The Commitment is an organisational promise to safeguard vital technical skills and mark previously overlooked contributions to research.
It champions people who are working in roles which contribute to cutting edge research projects but may not receive the traditional recognition or reward.
The scheme, for professional, technical and operational staff at the Earlham Institute, aims for greater visibility, recognition, sustainability and career development and opportunities for these staff.
Fiona Fraser, Senior Research Assistant in Genomics Pipelines, is the Earlham Institute’s technical lead for the Commitment. She says the Institute is collaborating closely with the John Innes Centre and the Sainsbury Laboratory.
“We are a small institute, in terms of number of people,” she says. “We don’t have the critical mass to achieve some of the things we want to achieve. If we work closely with other organisations on the Norwich Research Park, we can do more.”
“After signing the Commitment, the Institute worked with a group of staff in technical roles to put together an action plan to identify and address challenges,” she says.
When the plan is finalised and put into motion, it will be published on the Earlham Institute and Technician Commitment websites. The Institute will have two years to work on it and, at the end of that time, progress on the Commitment will be checked and the plan will be reassessed.
Fraser says senior management at the Earlham Institute have been welcoming and positive about the Commitment.
“The senior management team have been really supportive and have made this a priority - they have made sure we have everything we need from the Earlham Institute to make this work.”
The commitment has very broad applications and supports a spectrum of careers.
While the traditional technician is someone who supports research in a wet lab, technical staff can also be computer specialists, software engineers, or general support staff. They can be post-docs or data scientists and work in operations or administration.
Helen Murdoch, the Institute’s Athena Swan and Equality, Diversity and Inclusion (EDI) Co-ordinator, worked on the project with Fraser. She says the two did not expect such a high level of interest at the Institute.

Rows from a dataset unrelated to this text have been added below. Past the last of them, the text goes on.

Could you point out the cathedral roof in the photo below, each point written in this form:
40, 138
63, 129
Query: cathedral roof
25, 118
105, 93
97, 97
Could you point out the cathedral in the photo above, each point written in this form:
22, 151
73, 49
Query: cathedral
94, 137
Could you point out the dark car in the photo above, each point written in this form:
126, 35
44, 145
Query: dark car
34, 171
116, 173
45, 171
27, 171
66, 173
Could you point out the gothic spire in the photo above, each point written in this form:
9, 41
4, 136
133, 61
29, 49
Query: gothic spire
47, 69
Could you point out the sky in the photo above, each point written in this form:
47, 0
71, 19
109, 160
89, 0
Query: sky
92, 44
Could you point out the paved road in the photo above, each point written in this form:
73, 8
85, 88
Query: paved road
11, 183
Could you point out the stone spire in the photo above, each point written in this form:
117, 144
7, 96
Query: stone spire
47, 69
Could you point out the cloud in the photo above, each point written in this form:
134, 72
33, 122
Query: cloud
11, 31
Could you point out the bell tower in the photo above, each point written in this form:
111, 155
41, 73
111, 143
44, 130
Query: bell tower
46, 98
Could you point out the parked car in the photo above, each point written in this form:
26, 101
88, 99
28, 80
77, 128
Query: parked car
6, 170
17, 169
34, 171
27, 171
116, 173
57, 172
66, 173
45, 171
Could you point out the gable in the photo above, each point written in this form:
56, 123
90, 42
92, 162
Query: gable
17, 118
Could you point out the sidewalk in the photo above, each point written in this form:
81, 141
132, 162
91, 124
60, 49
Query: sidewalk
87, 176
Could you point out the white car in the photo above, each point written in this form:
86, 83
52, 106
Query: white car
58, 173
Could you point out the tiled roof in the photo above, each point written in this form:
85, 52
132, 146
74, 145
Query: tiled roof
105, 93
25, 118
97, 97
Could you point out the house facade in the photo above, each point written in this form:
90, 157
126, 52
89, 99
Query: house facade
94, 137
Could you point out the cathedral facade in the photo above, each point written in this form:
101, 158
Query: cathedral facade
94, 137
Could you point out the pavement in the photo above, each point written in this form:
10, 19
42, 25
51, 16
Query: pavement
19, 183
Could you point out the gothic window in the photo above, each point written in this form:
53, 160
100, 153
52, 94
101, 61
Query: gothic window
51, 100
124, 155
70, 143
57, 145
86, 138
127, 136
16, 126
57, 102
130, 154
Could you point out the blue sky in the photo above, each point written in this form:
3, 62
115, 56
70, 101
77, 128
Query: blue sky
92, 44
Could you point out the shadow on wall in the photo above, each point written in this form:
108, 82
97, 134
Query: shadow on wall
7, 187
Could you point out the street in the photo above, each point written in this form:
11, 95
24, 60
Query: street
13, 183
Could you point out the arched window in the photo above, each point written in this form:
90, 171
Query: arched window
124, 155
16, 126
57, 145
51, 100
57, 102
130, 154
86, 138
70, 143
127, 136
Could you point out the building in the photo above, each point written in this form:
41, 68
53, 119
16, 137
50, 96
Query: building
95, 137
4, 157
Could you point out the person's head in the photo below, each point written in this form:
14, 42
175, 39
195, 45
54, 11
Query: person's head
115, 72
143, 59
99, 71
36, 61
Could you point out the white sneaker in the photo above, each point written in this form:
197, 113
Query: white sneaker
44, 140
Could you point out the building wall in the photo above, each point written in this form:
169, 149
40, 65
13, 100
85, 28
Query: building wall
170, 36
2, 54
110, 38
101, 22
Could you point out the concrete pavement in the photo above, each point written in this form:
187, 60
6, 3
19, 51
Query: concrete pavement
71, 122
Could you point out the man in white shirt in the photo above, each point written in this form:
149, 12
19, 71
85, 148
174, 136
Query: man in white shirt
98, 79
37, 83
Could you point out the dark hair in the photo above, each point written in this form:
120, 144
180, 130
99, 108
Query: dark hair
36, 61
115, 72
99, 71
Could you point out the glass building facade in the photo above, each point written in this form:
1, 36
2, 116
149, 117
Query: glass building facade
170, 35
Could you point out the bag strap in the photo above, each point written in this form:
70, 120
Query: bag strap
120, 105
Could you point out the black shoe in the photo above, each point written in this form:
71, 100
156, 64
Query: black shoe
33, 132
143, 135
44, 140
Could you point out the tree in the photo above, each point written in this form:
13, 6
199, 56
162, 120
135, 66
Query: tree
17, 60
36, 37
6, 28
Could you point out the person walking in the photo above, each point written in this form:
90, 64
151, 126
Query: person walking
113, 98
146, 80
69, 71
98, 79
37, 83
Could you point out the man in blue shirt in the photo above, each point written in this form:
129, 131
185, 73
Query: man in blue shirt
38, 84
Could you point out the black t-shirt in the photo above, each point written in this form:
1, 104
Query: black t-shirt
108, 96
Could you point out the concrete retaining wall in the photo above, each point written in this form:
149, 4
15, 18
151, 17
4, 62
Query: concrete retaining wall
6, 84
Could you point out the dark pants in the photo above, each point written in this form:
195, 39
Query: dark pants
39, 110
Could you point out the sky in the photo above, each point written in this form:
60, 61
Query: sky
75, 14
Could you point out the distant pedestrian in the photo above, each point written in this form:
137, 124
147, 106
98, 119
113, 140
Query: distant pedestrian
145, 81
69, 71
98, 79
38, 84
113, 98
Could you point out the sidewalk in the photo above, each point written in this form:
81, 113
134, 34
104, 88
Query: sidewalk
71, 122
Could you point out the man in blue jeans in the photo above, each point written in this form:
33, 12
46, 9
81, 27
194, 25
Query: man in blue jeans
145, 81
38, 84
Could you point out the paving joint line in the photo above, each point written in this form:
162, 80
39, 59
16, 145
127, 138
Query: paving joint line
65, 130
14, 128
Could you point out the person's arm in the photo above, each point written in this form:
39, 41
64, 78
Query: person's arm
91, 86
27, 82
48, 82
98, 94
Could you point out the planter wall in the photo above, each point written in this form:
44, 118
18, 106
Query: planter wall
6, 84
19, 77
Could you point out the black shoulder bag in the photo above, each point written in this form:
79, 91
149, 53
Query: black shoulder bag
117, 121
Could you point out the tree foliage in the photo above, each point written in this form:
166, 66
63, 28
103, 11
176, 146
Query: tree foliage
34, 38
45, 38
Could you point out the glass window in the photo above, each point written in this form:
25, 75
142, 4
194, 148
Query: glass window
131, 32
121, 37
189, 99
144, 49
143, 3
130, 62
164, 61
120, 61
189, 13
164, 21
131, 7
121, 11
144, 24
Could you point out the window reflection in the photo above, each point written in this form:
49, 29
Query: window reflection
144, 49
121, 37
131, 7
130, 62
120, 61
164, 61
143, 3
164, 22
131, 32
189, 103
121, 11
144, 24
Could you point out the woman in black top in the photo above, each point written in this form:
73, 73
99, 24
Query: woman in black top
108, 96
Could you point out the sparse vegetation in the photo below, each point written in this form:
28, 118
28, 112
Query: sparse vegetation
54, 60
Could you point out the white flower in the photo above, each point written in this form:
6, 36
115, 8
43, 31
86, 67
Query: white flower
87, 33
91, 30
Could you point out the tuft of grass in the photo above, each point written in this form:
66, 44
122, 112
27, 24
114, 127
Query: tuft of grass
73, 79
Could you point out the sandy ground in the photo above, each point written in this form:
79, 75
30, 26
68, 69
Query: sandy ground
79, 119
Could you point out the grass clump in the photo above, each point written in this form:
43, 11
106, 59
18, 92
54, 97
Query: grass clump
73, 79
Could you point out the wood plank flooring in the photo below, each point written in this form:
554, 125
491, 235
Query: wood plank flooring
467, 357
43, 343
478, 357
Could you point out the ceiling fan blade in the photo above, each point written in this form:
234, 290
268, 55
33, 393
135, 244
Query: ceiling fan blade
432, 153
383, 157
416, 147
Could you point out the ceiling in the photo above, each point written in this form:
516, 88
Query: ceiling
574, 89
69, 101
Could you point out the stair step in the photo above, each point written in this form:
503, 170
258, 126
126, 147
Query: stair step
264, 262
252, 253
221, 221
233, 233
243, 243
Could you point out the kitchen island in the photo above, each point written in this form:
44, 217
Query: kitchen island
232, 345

“The initiative has been very much welcomed,” she says. “The level of interest and engagement was really high - we were oversubscribed at the launch event - and interest has continued throughout the year.
“We were delighted that so many staff were interested and wanted to be involved. We’ve done our best to include as many suggestions from the workshop at the Launch event as we can into the final plan.”
She says the commitment sits in the same ballpark as other initiatives to raise profiles for underrepresented groups.
“There is a lot of cross-over,” she says. “Some of the actions we suggest in our plan for the Technician Commitment will also apply to Athena Swan.”
She feels the Technician Commitment will eventually be recognised at the same level as Athena Swan, as a marker of an organisation which cares about its employees.
Over the last year, Murdoch and Fraser have worked with a steering committee for the Technician Commitment and made a successful joint bid, with the John Innes Centre and Sainsbury Laboratory, to the Technician Commitment Collaboration Fund to support the first NBI – Cross Institute Technician Networking Symposium and the first NBI Accessible Science talk day on 10 October.
The Institute also joined the Research Institutes Technician Group (RITG) in July. This group represents technicians at research institutes and includes the Babraham Institute, Sanger Institute, John Innes Centre, Institute of Cancer Research and the Medical Research Council.
More than 115 institutions have already enrolled in the Technician Commitment, which was begun at the University of Nottingham in May 2017 by then-technician Kelly Vere MBE.